A paperboy in his childhood, Mr. Gilden left school in the ninth grade to help support his parents and six siblings. While accompanying his step-grandson to GED classes, Mr. Gilden earned his high school equivalency. At 75, he passed all the tests at the External High School in Rosedale and donned a cap and gown to receive his certificate.

His first full-time job as a teenager was with the Howard Luggage Co.
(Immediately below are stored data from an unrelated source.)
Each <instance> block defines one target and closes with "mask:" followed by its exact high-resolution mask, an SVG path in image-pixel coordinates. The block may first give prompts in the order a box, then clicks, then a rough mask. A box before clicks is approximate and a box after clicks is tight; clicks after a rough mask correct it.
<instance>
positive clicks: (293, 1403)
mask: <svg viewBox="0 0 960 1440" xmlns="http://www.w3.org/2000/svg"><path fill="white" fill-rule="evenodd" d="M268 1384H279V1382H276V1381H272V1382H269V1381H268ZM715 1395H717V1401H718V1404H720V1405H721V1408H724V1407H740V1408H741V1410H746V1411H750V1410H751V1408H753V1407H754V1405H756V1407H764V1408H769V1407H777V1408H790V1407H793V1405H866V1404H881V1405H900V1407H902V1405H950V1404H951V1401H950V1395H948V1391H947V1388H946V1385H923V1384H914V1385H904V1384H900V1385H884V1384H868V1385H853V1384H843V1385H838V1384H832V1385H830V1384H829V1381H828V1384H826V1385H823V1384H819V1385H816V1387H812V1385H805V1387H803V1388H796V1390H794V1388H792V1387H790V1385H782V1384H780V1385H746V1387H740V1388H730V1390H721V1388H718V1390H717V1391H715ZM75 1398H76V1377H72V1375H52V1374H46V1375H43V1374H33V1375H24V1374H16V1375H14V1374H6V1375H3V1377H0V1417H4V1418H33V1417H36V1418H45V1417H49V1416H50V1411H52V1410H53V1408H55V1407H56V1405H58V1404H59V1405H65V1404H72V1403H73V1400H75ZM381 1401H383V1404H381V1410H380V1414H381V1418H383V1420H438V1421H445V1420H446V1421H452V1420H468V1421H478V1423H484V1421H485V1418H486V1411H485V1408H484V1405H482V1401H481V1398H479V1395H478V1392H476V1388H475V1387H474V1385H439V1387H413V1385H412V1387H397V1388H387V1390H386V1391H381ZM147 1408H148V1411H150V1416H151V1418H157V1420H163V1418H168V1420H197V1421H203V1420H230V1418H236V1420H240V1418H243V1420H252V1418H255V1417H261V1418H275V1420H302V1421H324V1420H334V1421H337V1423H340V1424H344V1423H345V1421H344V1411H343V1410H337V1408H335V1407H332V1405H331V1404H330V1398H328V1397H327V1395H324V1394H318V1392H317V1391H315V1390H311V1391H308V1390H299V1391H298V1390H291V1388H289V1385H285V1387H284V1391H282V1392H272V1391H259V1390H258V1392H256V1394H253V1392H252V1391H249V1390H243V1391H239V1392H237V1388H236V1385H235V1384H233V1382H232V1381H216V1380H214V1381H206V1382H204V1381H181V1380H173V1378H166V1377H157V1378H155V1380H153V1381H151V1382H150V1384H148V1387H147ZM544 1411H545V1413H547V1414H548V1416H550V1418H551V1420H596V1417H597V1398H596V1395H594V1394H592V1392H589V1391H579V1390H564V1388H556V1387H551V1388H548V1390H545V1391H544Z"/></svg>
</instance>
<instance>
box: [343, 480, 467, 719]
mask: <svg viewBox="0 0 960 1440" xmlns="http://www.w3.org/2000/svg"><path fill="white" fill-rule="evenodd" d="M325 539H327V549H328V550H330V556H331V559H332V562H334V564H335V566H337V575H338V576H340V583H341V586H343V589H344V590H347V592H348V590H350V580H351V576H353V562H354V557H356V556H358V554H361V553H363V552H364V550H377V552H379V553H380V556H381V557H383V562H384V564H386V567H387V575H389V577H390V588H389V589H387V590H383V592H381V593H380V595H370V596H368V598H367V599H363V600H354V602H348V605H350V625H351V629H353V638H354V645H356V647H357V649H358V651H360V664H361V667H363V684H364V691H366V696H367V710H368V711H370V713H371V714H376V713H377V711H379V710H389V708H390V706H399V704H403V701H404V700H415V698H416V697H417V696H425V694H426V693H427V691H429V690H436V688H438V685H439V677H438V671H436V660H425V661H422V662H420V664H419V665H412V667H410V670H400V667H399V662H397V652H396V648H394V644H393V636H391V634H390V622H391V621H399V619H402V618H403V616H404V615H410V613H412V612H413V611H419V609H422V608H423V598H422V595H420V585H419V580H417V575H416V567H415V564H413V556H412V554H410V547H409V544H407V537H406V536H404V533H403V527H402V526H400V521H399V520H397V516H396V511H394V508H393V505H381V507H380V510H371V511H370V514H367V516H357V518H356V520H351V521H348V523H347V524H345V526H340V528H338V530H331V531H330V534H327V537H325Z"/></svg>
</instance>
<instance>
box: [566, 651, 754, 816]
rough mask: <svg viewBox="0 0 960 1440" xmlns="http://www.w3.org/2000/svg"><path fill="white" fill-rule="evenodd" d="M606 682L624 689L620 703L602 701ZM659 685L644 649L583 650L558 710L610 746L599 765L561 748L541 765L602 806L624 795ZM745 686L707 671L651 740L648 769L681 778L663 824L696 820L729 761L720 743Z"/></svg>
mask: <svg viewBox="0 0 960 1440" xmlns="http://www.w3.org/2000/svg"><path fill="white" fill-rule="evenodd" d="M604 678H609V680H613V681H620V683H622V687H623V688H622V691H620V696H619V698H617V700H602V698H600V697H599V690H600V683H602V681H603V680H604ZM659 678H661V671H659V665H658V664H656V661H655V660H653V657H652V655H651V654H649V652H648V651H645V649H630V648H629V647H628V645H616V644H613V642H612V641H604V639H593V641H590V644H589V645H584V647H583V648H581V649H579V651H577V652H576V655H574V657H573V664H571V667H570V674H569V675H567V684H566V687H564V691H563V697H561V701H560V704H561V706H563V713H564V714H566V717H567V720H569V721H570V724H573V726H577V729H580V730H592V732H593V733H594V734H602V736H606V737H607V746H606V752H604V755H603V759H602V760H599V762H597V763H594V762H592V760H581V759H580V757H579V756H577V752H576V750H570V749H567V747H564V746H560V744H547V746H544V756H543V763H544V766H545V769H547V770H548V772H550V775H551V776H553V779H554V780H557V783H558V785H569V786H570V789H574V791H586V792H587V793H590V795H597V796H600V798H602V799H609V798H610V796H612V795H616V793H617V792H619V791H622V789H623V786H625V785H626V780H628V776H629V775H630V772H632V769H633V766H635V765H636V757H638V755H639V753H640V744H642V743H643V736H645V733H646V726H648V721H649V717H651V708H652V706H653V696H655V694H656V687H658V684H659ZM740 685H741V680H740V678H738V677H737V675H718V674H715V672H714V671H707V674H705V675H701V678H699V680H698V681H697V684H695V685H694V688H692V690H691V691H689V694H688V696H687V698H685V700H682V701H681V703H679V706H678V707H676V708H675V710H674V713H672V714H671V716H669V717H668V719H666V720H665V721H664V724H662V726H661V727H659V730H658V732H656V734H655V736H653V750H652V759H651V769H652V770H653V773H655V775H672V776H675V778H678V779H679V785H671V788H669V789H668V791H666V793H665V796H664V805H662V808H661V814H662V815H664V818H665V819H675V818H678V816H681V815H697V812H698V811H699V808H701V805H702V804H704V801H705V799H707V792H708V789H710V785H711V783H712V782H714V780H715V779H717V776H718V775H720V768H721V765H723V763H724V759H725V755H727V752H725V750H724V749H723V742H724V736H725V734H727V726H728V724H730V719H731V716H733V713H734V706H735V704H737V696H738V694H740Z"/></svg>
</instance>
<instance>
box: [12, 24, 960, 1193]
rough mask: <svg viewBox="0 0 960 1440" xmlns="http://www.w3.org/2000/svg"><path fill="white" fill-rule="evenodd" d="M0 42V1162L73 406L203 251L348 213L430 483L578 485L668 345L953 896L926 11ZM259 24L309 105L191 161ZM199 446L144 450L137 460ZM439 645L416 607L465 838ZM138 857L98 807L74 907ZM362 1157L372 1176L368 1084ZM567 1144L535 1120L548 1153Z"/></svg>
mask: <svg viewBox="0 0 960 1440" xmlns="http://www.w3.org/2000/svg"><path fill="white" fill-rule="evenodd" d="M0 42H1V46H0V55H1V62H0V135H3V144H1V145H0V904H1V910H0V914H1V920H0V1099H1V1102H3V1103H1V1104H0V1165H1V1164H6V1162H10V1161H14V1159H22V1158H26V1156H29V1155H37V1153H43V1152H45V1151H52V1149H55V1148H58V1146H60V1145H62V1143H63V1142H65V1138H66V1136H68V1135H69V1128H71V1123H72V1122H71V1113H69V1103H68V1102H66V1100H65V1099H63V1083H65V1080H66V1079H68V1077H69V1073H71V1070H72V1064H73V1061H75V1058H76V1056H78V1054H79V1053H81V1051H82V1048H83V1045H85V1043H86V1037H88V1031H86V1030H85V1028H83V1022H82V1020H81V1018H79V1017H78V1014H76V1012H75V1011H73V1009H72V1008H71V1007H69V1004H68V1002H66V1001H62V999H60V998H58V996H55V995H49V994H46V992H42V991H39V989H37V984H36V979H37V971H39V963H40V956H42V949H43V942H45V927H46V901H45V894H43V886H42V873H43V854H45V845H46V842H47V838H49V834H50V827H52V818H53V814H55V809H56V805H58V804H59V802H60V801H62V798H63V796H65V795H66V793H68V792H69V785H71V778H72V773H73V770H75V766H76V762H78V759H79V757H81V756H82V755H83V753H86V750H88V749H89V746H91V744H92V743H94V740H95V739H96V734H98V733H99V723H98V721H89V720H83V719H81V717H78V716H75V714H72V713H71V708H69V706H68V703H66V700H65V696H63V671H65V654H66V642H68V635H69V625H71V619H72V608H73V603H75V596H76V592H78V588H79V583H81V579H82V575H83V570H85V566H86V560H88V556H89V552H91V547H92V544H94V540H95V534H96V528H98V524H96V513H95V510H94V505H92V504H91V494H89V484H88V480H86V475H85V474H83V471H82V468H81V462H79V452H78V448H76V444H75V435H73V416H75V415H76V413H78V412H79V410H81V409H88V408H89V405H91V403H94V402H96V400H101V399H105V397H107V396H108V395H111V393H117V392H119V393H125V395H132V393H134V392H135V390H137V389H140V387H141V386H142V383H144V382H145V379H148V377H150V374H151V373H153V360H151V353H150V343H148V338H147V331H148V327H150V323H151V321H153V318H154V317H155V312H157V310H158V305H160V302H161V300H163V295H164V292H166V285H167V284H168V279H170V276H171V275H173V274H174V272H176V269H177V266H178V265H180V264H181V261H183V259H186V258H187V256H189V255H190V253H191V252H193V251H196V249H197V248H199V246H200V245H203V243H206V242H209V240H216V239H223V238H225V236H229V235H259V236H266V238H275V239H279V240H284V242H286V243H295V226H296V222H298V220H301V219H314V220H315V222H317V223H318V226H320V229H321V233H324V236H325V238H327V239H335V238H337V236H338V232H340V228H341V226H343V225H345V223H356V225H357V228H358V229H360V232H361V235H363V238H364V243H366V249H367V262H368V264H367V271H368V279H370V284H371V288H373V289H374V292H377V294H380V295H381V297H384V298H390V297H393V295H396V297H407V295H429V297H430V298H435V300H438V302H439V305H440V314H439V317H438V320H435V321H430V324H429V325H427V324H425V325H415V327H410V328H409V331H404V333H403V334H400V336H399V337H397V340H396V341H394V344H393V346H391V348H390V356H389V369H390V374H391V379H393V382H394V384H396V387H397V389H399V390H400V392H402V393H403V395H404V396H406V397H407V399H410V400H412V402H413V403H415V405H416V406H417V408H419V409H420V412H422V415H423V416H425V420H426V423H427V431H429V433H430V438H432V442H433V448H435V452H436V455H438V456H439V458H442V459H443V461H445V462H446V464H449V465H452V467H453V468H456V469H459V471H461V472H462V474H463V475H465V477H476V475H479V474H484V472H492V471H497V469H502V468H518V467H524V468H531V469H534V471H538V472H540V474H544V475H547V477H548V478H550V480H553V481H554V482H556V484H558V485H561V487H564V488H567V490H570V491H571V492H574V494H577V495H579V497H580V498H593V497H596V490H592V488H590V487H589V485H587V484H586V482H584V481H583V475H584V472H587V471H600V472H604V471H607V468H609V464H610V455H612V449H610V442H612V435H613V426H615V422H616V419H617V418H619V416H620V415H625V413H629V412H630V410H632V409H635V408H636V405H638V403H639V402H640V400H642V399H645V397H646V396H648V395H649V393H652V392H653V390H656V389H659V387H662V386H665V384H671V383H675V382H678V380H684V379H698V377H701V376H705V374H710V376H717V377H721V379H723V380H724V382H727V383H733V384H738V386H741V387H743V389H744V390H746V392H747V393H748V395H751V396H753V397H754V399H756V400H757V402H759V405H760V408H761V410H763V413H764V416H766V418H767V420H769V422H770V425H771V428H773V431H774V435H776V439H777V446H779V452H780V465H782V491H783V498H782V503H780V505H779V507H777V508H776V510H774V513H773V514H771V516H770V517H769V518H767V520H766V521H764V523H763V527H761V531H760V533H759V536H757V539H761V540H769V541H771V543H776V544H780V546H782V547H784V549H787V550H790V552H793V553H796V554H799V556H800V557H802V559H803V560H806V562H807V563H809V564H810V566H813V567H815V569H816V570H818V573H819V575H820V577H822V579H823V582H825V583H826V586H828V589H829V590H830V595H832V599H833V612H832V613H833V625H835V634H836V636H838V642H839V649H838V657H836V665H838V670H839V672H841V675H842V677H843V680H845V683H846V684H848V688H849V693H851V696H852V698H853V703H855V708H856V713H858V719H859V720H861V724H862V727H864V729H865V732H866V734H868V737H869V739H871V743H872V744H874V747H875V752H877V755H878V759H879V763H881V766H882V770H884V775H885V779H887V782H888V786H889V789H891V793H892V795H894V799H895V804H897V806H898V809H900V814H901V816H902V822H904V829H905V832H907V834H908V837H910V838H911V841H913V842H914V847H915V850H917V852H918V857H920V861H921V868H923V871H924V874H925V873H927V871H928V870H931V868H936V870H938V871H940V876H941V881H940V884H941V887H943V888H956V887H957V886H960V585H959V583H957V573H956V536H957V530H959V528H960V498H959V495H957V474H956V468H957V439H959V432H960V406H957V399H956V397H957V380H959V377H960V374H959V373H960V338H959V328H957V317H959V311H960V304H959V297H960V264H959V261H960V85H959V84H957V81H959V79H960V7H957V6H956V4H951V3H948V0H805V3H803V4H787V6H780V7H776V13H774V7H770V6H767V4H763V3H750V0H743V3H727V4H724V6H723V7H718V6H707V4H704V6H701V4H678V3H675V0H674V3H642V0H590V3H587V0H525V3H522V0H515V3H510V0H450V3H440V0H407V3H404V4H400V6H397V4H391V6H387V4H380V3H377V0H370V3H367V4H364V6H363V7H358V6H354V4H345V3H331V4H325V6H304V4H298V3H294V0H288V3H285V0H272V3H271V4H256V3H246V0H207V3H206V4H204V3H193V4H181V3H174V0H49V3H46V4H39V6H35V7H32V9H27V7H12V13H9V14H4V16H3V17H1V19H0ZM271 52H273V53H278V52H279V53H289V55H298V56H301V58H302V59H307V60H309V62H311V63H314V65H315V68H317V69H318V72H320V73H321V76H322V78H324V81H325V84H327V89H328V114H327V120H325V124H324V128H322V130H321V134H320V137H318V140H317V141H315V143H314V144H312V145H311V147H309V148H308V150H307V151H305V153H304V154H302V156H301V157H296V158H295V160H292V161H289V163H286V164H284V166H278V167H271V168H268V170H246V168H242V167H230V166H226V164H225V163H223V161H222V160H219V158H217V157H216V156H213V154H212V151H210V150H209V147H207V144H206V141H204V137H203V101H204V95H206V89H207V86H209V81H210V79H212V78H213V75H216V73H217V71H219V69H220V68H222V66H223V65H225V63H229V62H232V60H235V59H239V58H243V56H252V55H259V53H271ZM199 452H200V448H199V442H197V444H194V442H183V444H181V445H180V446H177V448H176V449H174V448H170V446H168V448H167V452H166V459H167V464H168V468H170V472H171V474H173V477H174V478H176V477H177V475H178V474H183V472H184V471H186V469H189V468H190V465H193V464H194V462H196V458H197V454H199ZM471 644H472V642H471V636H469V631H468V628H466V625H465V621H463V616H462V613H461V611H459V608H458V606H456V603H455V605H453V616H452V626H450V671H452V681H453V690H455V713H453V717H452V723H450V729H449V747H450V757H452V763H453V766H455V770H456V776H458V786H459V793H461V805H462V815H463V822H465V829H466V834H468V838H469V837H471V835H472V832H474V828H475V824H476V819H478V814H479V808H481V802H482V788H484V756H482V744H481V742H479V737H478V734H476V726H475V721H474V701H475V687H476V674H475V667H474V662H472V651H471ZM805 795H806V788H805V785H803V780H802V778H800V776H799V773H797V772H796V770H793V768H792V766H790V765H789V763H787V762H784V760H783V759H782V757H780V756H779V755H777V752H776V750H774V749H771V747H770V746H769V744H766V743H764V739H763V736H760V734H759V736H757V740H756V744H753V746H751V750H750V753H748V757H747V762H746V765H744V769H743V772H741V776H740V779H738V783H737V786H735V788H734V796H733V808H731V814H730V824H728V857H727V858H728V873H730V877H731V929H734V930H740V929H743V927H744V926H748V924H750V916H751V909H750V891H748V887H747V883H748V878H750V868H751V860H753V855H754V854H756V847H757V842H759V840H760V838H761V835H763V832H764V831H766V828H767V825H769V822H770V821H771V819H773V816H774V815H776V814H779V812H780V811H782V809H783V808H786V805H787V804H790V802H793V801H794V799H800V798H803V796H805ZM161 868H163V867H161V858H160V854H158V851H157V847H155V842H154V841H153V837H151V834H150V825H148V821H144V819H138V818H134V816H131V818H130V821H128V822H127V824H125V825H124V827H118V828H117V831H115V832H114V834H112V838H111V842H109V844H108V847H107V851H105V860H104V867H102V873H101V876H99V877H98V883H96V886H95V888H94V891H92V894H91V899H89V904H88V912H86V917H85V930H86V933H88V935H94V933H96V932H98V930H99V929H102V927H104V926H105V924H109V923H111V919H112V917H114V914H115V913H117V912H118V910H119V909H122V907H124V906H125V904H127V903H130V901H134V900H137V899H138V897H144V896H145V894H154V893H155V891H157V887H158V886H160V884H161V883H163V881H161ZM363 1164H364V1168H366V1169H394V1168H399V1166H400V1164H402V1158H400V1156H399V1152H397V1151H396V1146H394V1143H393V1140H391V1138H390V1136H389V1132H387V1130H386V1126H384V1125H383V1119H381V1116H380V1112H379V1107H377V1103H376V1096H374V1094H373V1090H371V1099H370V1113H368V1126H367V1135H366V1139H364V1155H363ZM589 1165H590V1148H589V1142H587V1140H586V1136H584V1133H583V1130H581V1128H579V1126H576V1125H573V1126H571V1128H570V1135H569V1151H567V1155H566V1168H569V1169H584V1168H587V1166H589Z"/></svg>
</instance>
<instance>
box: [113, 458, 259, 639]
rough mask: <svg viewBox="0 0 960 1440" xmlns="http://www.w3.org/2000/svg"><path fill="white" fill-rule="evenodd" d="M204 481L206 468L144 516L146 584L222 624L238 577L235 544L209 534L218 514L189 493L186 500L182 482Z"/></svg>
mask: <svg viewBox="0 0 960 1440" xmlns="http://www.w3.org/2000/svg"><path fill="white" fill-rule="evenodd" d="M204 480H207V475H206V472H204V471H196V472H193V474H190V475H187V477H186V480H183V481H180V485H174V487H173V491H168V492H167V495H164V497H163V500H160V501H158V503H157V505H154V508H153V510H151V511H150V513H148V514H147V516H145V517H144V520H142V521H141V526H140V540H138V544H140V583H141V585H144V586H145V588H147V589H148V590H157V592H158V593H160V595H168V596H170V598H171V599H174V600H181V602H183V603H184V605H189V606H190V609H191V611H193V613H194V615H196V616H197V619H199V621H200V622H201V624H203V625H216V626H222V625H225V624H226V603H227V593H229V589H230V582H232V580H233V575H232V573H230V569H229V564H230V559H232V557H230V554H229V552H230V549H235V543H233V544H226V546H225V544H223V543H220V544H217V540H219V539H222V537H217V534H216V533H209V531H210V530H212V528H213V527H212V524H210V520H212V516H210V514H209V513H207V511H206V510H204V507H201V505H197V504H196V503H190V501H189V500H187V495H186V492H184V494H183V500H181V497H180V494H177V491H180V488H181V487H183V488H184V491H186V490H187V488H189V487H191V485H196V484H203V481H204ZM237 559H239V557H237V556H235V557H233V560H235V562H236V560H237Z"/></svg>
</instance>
"He was used to hard work," said his wife of 20 years, the former Pauline Gold. "He worked as newspaper boy from the time he was 9. He had his own corner and made a nickel a day."

Along with a sister and cousin, Mr. Gilden started Triangle Manufacturing Co. in 1946, producing plastic products. The partners sold the company about 20 years later. Mr. Gilden then purchased Dann's Shoes on Lexington Street, a retail business he eventually sold to a nephew.

Retirement gave Mr. Gilden the time to indulge his passion for singing, his wife said. Long a member of the choir at Beth El Congregation, he became social chairman for the Beth El Seniors and helped organize monthly entertainment programs for the congregation. He was well-known for his singing and dancing expertise, Mrs. Gilden said.

"He had no formal voice training, but his voice was melodic," Mrs. Gilden said. "Many people remember him singing even in childhood."

For the past several years, Mr. Gilden frequently played the lead in productions by the Prime Time Players, a troupe that performs an annual musical at the Jewish Community Center in Owings Mills. Mr. Gilden also sang with the Reisterstown Songbirds, who entertain for many community groups.

"In the hospital, whenever he was in pain, I would get him to sing, and it really helped him," Mrs. Gilden said. "He sang so beautifully that the nurses would applaud him. He could still really belt out a song."

The couple were members of Summit Country Club, where Mr. Gilden served for many years on the entertainment committee.

Services were held Thursday.

Survivors also include a son, Stephen G. Gilden of Baltimore; a daughter, Marcia E. Caplan of Boca Raton, Fla.; a stepson, Robert Levenson of Baltimore; 10 grandchildren; and four great-grandchildren. He outlived three former wives, including his second wife, the former Florence Frahm, the mother of his children.